Because of this, the industry started to realize that CAD drawings were not necessarily the best way to share, correct, or store manufacturing files. Instead, engineers and architects looked for ways to combine the models they were creating with technical drawings based on 3D forms; thus marking the transition from CAD to 3D modeling.

Fast forward two decades, and we’ve seen widespread adoption of new technology, BIM, where computation is applied to represent built artifacts as three-dimensional, behaviorally simulative predecessors of their physical counterparts. It provides a critical foundation to help designers, builders, and owners gain a competitive advantage with the ability to access, share, and make use of enormous amounts of information throughout the lifecycle of buildings and infrastructure.

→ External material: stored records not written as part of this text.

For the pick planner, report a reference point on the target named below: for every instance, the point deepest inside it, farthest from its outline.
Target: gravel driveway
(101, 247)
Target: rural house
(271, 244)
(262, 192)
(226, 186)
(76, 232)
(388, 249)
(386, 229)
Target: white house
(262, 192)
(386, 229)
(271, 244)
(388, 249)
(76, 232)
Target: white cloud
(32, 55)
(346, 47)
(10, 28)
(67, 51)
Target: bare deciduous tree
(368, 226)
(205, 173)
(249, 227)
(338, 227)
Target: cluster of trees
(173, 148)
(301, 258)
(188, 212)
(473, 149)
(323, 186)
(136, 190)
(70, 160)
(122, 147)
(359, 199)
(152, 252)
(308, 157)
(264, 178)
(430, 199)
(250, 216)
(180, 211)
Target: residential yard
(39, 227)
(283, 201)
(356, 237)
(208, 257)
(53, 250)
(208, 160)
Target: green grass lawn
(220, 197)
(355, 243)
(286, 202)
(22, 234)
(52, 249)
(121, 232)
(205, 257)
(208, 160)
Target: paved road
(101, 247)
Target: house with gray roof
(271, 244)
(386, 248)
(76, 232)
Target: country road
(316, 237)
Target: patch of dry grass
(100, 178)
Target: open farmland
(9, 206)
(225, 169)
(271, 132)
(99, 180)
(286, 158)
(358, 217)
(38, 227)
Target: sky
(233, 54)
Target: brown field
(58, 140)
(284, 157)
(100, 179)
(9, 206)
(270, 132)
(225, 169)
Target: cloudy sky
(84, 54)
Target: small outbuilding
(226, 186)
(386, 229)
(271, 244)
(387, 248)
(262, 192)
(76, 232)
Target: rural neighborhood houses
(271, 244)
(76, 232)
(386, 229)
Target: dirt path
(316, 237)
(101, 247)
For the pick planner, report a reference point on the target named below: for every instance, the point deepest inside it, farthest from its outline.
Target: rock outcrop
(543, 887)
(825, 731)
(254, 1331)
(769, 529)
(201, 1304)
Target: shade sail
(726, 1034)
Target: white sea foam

BIM is blurring the lines between digital processing and physical systems, causing the design and build phases of projects to move closer together. That said, the transition from CAD to BIM has been difficult, aided only in part by accelerating the capabilities of machines themselves in storage capabilities, processor power, and graphics resolution. The bigger challenge: BIM represents an inversion of a several-thousand-year-old tradition of building workflows – representation and communication through 2D drawings giving way to databases where the drawings are a result, rather than the purpose itself, of the tools. Those databases, rich in accessible information, make it possible to both represent and analyze a design as it develops, enabling architects and engineers to evaluate and optimize project components like area, structure, or the movement of air. Insights available from a robust digital model are supported by analytical tools that evaluated the design in the process.